In sum, because climate change may increase the risks of insolvency among individual banks and insurers and contribute to wider systemic instability, it falls squarely within the purview of prudential regulation. It also makes sense as an agenda item for securities regulators: To the extent that climate change may increasingly pose material risks for corporations and their shareholders, these should be fully disclosed.
Finance is by no means the only critical sector threatened by climate change; consider energy or medicine. The examples go on.
Financial regulators’ scrutiny of climate risks is taking place against a backdrop of broader action from investors, NGOs and legislators. Central to this is the emergence of new norms for the disclosure of climate risks, driven by the work of the Task Force on Climate-Related Financial Disclosures (TCFD), established in 2015 under the auspices of the G-20. The TCFD has published a set of guidelines for how financial institutions and corporations should assess and disclose climate risks. Other climate reporting frameworks, such as those of the Climate Disclosure Standards Board and CDP, have aligned with the TCFD, and signatories to the UN Principles for Responsible Investment, which number almost 2,500 asset owners and investment managers, will comply with the recommendations by 2020.
Some governments are also legislating to enhance disclosure. In France, Article 173 of the Energy Transition Law mandates disclosure of climate risks for listed companies and introduced carbon reporting for institutional investors. The European Commission has published new guidelines for reporting climate-related information, and the U.K.’s green strategy proposes mandatory compliance with TCFD by 2022.
The alignment of action among regulators, legislators, investors and NGOs creates a mutually reinforcing dynamic that should steadily accelerate the adoption of consistent climate risk disclosures.
Regulation in Other Sectors
Finance is by no means the only critical sector threatened by climate change. Regulated sectors such as energy, food, water, medicines and transport are all vulnerable to disruption from climate impacts.
Consider energy. Increasingly extreme weather threatens generation assets and grid infrastructure as various events around the world have shown. In California, the scale of potential liabilities that utilities could face in a future of greater wildfire risk now threatens investment into the electricity sector.

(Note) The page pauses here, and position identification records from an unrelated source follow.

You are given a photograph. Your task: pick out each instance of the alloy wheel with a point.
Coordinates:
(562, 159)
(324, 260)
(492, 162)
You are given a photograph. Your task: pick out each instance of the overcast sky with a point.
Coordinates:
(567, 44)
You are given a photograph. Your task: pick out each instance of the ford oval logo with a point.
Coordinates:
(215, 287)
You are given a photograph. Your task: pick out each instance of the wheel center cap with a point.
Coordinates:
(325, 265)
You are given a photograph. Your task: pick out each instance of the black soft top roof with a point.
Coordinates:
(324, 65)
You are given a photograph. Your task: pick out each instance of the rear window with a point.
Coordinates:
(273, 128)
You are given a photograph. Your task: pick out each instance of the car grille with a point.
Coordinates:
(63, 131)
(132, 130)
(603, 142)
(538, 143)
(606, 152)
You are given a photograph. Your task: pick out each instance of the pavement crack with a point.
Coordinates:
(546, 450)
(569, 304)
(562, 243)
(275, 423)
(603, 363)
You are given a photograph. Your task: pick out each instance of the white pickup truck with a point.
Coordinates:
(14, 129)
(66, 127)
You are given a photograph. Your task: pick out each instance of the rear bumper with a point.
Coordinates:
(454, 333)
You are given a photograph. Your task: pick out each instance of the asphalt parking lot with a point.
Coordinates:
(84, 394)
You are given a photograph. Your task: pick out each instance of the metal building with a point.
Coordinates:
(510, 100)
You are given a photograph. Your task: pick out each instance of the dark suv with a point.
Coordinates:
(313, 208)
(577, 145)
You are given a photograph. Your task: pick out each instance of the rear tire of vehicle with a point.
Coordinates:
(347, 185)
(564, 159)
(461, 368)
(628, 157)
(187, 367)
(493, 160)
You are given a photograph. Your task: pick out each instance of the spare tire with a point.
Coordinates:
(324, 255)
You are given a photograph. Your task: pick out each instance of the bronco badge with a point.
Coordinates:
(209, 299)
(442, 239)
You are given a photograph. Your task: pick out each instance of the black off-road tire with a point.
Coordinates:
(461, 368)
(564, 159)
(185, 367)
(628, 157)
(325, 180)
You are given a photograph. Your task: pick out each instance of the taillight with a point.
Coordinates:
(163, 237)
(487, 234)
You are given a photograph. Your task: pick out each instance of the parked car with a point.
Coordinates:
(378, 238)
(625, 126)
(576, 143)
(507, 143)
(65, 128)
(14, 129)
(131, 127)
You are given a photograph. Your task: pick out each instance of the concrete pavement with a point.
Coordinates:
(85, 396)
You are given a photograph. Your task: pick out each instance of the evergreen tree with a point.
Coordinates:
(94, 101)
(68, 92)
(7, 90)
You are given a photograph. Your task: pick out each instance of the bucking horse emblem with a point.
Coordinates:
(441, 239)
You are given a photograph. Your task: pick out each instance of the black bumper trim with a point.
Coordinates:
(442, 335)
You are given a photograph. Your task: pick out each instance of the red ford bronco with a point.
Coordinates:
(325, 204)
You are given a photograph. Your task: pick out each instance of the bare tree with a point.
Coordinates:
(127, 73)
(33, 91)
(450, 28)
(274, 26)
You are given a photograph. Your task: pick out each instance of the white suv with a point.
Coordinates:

For energy regulators tasked with ensuring access to affordable and reliable energy, understanding the climate risks that energy companies face and how they are managing them will become increasingly important.
Or consider medicines. Pharmaceutical supply chains, many of which depend on critical offshore manufacturing hubs for taxation purposes, may become increasingly vulnerable to disruption as climate change gathers pace. In 2017, when Hurricane Maria devastated Puerto Rico, which manufactured 8% of all medicines consumed in the U.S., the Food and Drug Administration was left monitoring potential shortages of 30 drugs, 14 of which had no substitute. For regulators charged with maintaining secure supplies of critical medicines, climate change is a new risk that needs to be monitored and understood.
The examples go on. Food regulators need to understand how companies are dealing with the risks that climate change poses to food supply, food prices and food safety; water regulators need to know how utilities are managing evolving risks of drought and flood; and transport regulators need to ensure that infrastructure operators and their assets are resilient to increasingly severe heat waves and floods or other manifestations of climate change.
These sectors are all critical to national security. Regulatory scrutiny of climate risks has only just begun.